KEFEN
Bir annenin yedi yaşında bir oğlancığı vardı. Çocuk öyle güzel, öyle
sevimliydi ki, hiç kimse onun için iyilik düşünmeden yüzüne bakamazdı.
Kadın da onu dünyada her şeyden fazla severdi.
Olacak bu ya, çocuk ansızın hastalandı ve sevgili Tanrı onu yanına aldı.

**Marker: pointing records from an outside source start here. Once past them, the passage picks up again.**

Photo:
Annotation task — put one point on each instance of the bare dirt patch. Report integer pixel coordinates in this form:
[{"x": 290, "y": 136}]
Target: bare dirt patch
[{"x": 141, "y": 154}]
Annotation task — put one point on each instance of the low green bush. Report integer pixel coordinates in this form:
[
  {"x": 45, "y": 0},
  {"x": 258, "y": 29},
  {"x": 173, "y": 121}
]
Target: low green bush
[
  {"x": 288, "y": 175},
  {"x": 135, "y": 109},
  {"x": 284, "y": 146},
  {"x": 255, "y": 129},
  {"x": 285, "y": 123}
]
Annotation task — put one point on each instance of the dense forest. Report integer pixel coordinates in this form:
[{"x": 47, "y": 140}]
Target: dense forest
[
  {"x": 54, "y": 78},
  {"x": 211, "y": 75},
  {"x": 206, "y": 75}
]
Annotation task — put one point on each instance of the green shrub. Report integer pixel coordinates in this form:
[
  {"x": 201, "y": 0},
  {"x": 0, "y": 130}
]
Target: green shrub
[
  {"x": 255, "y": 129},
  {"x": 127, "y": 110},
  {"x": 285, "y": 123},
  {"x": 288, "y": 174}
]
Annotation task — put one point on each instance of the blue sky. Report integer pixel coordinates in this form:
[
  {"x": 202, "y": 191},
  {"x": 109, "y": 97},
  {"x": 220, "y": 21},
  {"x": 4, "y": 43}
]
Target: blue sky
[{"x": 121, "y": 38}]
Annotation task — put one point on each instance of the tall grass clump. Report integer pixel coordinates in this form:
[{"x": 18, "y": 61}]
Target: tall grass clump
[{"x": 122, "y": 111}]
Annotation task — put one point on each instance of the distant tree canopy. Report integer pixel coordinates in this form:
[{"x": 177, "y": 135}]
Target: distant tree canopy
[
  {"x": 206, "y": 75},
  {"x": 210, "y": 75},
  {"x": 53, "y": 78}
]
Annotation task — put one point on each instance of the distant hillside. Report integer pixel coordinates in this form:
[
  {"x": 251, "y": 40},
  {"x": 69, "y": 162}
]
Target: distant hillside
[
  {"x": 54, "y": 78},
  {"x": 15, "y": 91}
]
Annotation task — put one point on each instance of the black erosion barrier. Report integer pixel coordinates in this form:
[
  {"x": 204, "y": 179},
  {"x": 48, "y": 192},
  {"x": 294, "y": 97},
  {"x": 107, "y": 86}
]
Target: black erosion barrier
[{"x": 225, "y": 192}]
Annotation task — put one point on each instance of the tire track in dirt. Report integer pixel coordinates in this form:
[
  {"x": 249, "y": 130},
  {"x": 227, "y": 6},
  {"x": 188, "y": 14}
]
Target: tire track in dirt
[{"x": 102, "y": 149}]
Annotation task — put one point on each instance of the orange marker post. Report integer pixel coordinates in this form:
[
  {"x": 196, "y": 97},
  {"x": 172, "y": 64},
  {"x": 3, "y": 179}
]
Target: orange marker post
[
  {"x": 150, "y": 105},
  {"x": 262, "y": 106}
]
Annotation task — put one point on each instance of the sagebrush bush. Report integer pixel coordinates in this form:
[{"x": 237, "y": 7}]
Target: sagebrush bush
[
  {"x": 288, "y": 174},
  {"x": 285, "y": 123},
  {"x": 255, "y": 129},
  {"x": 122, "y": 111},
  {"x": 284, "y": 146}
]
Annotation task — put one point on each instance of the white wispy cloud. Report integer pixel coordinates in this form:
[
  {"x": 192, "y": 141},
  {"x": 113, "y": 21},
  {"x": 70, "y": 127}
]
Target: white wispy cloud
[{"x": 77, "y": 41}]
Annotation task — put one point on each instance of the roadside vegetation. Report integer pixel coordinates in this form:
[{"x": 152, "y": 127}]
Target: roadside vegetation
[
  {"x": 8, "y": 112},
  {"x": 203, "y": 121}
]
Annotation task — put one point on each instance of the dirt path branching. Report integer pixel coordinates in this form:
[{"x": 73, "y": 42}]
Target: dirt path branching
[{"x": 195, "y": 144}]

Kadın bunun üzerine bir şeyle avunamadı, gece gündüz ağladı. Fakat çok
geçmeden, çocuk gömüldükten sonra geceleri, yaşıyorken oturup oynadığı
yerlerde göründü. Annesi ağladıkça o da ağlıyordu. Sabah olunca da
kayboluyordu. Fakat anne ağlamaktan vazgeçmeyince çocuk bir gece,
kendisini içine sararak tabuta koydukları beyaz kefeniyle, başında da küçük
bir çelenkle geldi. Yatağın üstüne, kadının ayaklarının ucuna oturdu:
- Ah anneciğim, dedi, ağlamayı bırak; yoksa tabutumda uyuyamıyorum.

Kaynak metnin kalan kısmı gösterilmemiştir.